Guenon

roman de Pierre-Antoine BROSSAUD

J'ai cru que la journée allait jamais se terminer. J'ai cru que j'allais jamais tenir, que j'allais finir par partir et rentrer. Quand je me suis retrouvée dans la rue, j'ai recommencé à respirer un peu mieux mais je savais que tout ça allait recommencer dès le lendemain matin et je me demandais comment j'allais faire.

Rouergue, 2019, 200 p. (doAdo) ISBN 978-2-8126-1774-4
Rouergue, 2019, 200 p. (doAdo) ISBN 978-2-8126-1774-4

 

Au collège, on la traite de guenon. Parce qu'elle est grosse, Manon, c'est une bonne élève de 3e effacée, qui ne trouve sa place nulle part. Alors elle nous raconte, d'une voix naïve et bouleversante, comment elle fait pour survivre dans la communauté des ados, son admiration pour sa cousine parfaite. Comment vivre dans un corps qu'on n'aime pas ?

 

Pourtant un événement se produit durant cette année de 3e : Manon rencontre Amaury, un ado déscolarisé, assumant sa propre marge. Pour la première fois, elle croit qu'un garçon pose sur elle un vrai regard.

 

(4e de couverture)

Mon avis :

Le harcèlement abordé entre pudeur et cruauté.

Ce que Manon subit chaque jour, on l'apprend par bribes, au fil des indices qu'elle glisse l'air de rien dans ses propos. La difficulté à traverser la cour de récré (en regardant ses pieds), de peur des invectives. Le fait qu'elle mange presque toujours seule à la cantine (il n'y a que Maela qui la tolère). Qu'elle s'évertue à ne pas avoir de trop bonnes notes ("Je voulais pas me faire traiter de sale intello"). Qu'elle n'ait pas l'habitude qu'on l'appelle par son prénom. Parce que pour tout le monde, elle est "Guenon", surnom méprisant donné par Jade la peste.

 

Oui Manon est une jeune fille douce et discrète, "très secrète" car personne ne soupçonne son calvaire quotidien. Un mal-être qui semble durer depuis un moment, depuis la primaire (elle est en 3e!..) puisqu'elle évoque "comment on m'embêtait, comment on se moquait de moi depuis le début, depuis tout le temps"... Quand est-ce que tout a basculé? Il y a pourtant eu des moments heureux, notamment avec sa cousine Jeanne à qui tout réussit ("je sais pas s'il y a quelque chose où elle n'est pas excellente"), sans que cela suscite la moindre jalousie de la part de Manon. Mais Jeanne est partie à New York.

 

Alors malgré les insultes de plus en plus virulentes ("Tu pues, Guenon! Va te laver, sale clodo!"), en classe comme sur les réseau sociaux, Manon se tait. Elle a peur d'en parler à sa mère ("elle m'aurait dit que je me faisais des idées, que j'exagérais"), honte aussi, et "les mots restaient coincés dans ma gorge".
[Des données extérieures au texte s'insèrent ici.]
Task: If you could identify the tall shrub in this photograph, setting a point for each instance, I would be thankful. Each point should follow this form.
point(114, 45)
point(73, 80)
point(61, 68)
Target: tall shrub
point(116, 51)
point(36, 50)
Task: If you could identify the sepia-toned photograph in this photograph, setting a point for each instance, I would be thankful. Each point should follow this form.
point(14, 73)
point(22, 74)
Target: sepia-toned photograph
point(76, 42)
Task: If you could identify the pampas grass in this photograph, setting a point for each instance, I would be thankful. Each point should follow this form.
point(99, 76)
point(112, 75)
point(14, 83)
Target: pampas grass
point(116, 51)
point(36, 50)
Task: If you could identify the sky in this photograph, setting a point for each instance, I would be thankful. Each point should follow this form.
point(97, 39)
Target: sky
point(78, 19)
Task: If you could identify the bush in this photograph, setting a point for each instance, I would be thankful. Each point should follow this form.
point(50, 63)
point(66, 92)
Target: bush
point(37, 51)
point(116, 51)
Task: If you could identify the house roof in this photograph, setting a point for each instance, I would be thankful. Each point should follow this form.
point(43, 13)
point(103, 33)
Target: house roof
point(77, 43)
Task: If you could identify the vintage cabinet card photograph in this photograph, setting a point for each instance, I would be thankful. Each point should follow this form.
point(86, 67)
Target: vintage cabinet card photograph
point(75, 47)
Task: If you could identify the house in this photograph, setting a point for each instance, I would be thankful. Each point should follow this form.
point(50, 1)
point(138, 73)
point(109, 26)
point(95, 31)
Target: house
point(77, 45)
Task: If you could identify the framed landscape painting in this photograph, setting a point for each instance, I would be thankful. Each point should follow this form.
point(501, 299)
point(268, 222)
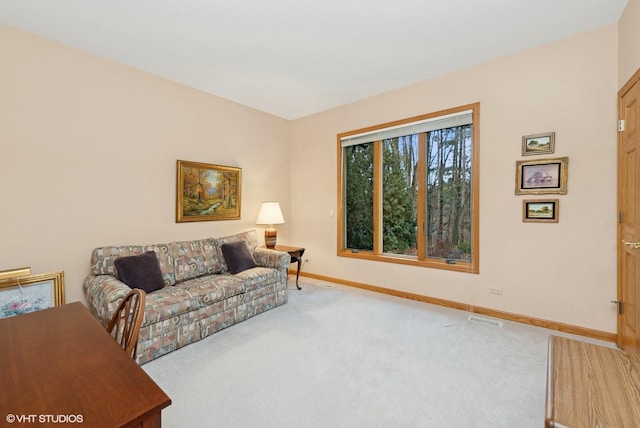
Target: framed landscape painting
point(541, 211)
point(207, 192)
point(538, 144)
point(542, 176)
point(31, 293)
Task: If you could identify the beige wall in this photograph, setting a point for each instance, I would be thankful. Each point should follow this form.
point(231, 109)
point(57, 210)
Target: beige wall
point(88, 151)
point(564, 272)
point(629, 42)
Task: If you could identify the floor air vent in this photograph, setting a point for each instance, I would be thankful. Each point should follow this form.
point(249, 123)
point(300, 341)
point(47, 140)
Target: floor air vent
point(485, 321)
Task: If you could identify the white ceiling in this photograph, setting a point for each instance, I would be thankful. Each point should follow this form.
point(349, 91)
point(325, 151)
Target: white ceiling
point(293, 58)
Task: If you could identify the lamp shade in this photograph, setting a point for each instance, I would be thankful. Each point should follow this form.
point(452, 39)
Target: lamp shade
point(270, 213)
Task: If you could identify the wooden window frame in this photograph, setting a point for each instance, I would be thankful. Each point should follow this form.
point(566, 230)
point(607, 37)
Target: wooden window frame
point(421, 260)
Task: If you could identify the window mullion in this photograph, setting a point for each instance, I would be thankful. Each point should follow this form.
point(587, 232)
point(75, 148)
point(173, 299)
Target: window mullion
point(377, 197)
point(421, 199)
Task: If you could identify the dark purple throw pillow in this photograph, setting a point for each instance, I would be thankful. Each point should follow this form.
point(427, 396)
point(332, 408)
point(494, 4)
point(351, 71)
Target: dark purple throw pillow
point(238, 256)
point(141, 271)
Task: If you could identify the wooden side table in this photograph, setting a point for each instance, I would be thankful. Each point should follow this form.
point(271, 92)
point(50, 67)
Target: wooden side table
point(296, 256)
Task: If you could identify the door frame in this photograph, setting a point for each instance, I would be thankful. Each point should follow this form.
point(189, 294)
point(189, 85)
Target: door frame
point(635, 79)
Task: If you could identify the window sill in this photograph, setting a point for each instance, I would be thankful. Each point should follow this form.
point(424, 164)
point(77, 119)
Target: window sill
point(464, 267)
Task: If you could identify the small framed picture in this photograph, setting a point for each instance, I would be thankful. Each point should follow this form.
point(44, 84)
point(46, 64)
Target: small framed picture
point(542, 176)
point(538, 144)
point(24, 294)
point(540, 210)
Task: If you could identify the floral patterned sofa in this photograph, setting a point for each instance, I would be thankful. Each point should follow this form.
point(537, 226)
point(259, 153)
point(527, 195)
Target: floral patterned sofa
point(199, 296)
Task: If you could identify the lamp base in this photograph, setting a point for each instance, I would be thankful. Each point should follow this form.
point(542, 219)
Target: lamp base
point(270, 236)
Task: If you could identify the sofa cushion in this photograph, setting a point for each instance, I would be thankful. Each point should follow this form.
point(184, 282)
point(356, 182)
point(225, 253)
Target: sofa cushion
point(103, 258)
point(238, 256)
point(140, 271)
point(250, 237)
point(169, 303)
point(194, 258)
point(210, 289)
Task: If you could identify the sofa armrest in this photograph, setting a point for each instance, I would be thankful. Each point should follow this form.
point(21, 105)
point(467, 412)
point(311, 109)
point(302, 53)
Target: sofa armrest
point(271, 258)
point(103, 293)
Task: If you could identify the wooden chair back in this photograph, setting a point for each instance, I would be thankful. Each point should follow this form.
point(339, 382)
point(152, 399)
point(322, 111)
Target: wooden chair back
point(125, 324)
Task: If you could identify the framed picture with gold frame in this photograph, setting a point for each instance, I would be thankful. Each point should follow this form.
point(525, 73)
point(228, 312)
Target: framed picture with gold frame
point(542, 176)
point(538, 144)
point(24, 294)
point(207, 192)
point(541, 210)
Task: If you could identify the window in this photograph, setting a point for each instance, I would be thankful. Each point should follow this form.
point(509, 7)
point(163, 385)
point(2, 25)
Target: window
point(409, 191)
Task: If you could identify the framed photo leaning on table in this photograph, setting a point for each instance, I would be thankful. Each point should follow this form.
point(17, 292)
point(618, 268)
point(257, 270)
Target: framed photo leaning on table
point(31, 293)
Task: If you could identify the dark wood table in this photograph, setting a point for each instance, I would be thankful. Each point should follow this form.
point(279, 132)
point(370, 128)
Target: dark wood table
point(591, 386)
point(296, 256)
point(59, 364)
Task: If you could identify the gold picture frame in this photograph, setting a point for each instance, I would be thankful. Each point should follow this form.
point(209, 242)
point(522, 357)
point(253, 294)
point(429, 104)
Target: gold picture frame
point(538, 144)
point(31, 293)
point(207, 192)
point(542, 176)
point(540, 210)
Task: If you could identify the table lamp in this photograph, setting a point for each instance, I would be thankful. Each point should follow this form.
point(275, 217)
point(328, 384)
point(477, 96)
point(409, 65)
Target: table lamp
point(270, 214)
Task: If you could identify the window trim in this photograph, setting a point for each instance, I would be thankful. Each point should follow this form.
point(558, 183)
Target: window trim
point(421, 260)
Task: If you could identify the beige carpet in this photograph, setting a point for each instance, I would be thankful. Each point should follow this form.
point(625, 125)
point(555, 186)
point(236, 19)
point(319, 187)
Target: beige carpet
point(335, 356)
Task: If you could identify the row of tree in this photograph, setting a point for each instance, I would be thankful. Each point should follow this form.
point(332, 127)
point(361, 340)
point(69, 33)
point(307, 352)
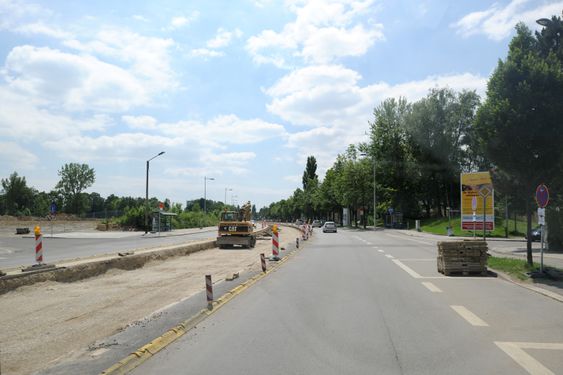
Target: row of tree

Heureusement il y a Amaury. Il vient d'emménager, souffre de phobie scolaire, ne sait rien de ce qu'endure Manon au collège et porte sur elle un regard neuf. Avec lui l'adolescente se sent bien, pleine d'énergie, "prête à relever tous les défis", à faire un régime pour perdre du poids, à se faire belle à nouveau. Mais ses sentiments naissants ne seraient-ils pas en train de l'aveugler?

 

La fin est surprenante, presque choquante. Il est question de désillusion, de souffrance à son paroxysme, une souffrance qui amène à devenir ce que les gens voient en nous puisqu'il est impossible de changer ni même de se faire accepter. C'est abrupt et pourtant on garde l'espoir que l'ampleur de la situation déclenche une prise de conscience de la part des proches de la pauvre Manon... Sinon c'est tout simplement insoutenable.